A simplificação absoluta do poder do patronado

É urgente não perder de vista a defesa dos direitos dos trabalhadores e o reforço das suas organizações


A presente pandemia de Covid-19 pôs muito bem à vista o quanto o Governo PS agasalha de forma muito cuidadosa os interesses do capital e do patronato, deixando bem a descoberto direitos dos trabalhadores e das suas organizações representativas.

A pretexto da emergência e da necessidade de medidas urgentes de apoio às empresas, as comissões sindicais e trabalhadores estão impedidas, na realidade, de obter informação rigorosa, de discutir e de contrapor às medidas de suspensão ou redução do horário normal de trabalho em largos milhares de empresas.

O chamado regime do “lay-off simplificado” demonstra-o bem, ao simplificar absolutamente, e em prejuízo exclusivo dos trabalhadores, preterindo de facto as importantes formalidades impostas pelo Código do Trabalho (artigos 299.º e 300.º) e banalizando, sem qualquer escrutínio, o que deveria ser excepção.

Onde o Código do Trabalho determina que o empregador às organizações representativas dos trabalhadores (ORT) a intenção de reduzir ou suspender a prestação do trabalho, vêm a Portaria n.º 71-A/2020, de 15 de Março (Art.º 5.º) e o Decreto-Lei n.º 10-G/2020, de 26 de Março (Art.º 4.º) queimar etapas e determinar que o empregador comunica a decisão aos trabalhadores, “ouvidos os delegados sindicais e/ou a comissão de trabalhadores”.

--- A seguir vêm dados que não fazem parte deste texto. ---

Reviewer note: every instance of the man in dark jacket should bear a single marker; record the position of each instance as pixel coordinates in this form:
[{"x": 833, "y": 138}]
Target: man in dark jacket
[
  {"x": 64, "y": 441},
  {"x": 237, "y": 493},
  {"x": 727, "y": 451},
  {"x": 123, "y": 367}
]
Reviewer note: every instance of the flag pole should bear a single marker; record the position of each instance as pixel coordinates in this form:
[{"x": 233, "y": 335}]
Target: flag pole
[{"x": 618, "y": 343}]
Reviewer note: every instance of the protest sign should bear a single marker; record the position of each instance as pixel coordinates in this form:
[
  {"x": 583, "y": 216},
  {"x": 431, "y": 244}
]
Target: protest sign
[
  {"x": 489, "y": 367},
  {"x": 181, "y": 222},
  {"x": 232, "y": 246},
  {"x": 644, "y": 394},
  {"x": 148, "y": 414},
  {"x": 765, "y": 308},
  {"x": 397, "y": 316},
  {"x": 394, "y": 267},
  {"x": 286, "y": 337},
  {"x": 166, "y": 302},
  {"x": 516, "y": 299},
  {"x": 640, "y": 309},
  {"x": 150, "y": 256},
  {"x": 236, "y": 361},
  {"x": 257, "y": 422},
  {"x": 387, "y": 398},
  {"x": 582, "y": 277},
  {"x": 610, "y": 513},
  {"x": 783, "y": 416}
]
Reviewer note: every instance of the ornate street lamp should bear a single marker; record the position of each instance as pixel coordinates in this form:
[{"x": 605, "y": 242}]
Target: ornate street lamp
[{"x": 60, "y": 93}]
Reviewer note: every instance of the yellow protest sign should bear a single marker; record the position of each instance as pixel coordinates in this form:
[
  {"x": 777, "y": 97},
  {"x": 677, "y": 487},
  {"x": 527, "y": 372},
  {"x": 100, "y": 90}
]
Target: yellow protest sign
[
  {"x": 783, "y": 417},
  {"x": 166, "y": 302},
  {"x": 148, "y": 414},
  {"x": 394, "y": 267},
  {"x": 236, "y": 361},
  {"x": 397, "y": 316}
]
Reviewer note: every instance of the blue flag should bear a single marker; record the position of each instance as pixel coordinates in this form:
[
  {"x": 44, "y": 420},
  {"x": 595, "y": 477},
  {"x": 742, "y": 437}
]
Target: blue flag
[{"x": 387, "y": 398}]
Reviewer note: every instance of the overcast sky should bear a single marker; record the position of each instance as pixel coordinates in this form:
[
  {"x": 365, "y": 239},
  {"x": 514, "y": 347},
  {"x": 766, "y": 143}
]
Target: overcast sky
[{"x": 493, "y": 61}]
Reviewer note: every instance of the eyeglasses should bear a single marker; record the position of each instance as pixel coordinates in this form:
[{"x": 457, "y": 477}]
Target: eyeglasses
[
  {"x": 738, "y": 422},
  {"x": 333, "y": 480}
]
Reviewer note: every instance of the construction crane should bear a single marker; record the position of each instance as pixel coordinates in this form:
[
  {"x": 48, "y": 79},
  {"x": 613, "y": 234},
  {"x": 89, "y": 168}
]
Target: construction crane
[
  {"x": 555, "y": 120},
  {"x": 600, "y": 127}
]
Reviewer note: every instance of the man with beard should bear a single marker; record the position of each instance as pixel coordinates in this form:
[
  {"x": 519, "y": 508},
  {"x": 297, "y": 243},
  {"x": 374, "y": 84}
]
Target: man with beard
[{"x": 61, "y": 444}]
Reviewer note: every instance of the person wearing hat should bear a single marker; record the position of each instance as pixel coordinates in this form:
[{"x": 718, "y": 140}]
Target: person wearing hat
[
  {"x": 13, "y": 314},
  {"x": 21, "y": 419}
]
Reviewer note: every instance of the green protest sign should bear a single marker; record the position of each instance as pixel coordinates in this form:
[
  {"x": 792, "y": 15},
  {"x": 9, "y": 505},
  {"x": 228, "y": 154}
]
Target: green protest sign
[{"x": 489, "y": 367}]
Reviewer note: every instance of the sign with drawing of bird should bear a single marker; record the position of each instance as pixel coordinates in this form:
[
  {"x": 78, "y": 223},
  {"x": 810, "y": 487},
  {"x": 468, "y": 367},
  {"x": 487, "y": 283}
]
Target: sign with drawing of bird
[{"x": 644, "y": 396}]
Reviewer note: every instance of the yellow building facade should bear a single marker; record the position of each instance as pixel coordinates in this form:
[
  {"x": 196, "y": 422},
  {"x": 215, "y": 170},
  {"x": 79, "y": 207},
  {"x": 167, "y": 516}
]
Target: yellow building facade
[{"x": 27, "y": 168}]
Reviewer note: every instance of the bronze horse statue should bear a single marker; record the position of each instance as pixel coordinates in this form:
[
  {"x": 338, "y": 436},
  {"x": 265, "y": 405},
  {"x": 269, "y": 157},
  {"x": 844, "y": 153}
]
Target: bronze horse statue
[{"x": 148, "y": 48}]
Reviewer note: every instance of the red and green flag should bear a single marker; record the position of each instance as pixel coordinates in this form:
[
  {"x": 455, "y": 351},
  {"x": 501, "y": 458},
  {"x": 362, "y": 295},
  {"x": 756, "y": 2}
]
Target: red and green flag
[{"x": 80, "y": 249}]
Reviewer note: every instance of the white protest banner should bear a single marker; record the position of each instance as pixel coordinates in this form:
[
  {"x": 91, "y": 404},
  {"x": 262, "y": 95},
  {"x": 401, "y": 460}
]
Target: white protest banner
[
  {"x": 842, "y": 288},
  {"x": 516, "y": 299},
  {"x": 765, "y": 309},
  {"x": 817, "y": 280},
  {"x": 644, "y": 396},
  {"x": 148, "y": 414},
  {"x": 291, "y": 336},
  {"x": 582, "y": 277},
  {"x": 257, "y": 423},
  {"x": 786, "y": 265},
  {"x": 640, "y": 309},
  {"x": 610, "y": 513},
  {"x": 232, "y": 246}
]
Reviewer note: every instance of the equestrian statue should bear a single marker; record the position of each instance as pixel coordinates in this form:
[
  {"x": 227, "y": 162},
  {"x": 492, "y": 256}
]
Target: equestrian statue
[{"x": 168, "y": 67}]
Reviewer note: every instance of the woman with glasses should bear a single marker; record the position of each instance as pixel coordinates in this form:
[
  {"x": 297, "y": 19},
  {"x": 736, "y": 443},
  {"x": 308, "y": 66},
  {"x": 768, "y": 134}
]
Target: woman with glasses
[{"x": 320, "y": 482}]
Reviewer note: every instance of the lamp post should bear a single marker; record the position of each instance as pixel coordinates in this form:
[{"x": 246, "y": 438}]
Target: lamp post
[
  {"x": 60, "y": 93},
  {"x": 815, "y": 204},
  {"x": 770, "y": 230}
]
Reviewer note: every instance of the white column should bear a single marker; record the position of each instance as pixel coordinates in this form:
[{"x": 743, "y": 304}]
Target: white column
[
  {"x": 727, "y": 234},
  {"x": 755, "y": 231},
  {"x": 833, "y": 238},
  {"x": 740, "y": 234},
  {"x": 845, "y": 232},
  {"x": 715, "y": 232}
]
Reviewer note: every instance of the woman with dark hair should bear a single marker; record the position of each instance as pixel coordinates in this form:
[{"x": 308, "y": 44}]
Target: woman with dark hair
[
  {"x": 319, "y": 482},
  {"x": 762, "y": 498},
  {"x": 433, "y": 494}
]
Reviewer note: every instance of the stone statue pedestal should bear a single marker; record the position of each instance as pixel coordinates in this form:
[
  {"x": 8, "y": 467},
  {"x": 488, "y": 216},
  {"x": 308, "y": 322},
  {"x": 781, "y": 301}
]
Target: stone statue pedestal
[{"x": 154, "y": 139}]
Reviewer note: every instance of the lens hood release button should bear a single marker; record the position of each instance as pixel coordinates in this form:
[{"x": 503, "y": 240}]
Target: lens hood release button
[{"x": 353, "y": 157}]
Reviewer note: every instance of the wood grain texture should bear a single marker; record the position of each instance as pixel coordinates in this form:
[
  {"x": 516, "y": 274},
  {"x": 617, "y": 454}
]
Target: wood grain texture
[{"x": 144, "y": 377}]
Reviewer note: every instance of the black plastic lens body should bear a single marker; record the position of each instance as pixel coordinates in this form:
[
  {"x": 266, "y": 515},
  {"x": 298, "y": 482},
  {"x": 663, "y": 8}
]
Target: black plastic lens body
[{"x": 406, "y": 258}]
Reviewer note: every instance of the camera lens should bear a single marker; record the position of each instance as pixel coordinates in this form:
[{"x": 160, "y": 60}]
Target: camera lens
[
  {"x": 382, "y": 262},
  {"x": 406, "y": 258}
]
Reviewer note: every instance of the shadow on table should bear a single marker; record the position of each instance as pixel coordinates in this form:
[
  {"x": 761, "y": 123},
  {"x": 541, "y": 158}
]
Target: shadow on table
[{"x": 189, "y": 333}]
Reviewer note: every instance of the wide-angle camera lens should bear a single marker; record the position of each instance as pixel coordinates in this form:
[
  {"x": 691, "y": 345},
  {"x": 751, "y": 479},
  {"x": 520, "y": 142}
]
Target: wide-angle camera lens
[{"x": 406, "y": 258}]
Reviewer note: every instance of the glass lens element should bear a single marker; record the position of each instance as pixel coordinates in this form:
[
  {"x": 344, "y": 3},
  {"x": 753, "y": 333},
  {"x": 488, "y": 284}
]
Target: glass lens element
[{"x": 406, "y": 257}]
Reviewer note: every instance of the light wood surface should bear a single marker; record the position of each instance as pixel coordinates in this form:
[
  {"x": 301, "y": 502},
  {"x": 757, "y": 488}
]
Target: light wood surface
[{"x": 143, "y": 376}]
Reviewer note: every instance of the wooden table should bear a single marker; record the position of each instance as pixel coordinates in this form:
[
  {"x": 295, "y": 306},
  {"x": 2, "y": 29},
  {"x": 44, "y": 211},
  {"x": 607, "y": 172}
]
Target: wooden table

Onde o Código manda o empregador informar previamente as ORT sobre os fundamentos económicos, financeiros ou técnicos e os critérios de selecção dos trabalhadores a abranger, entre outros elementos, abrindo-se depois uma fase de informações complementares e de negociações, com vista a um acordo, reduzindo a acta as matérias objecto de acordo ou controvertidas, vem a legislação atamancar os procedimentos, desprotegendo os trabalhadores sem apelo nem agravo.

Bem dizem a portaria e o decreto-lei referidos que a empresa se limita a informar os trabalhadores de que vão ficar em lay-off, “ouvindo” as ORT. Mas em que momento? Com que prazos mínimos? Com que conteúdo e consequências da “audição”?

Bem dizem aqueles diplomas que os delegados sindicais são “ouvidos”, quanto mais não seja para cumprir a formalidadezinha, porque informações a sério e negociação séria é requisito que o vírus arreda lá para as Calendas.

É aliás sintomático que nenhum dos diplomas determine a obrigação de juntar ao pedido de apoio à Segurança Social a acta da reunião de “audição” das ORT…

É com estas e com outras que o Governo, simplificando a vidinha ao patronato, vai reduzido e neutralizando direitos aos trabalhadores, ao mesmo tempo que, suspendendo ou retirando competências às suas organizações e representantes, os enfraquece.

A presente crise é um drama de saúde pública, que afecta largas dezenas ou centenas de milhares de trabalhadores, em termos de saúde e dos rendimentos no plano imediato, o que justifica o medo, hesitações e recuos.

Mas também ameaça de desestruturação da resistência e da luta, se os trabalhadores não forem capazes de vencer o pavor e de reerguer as suas organizações, especialmente nas empresas.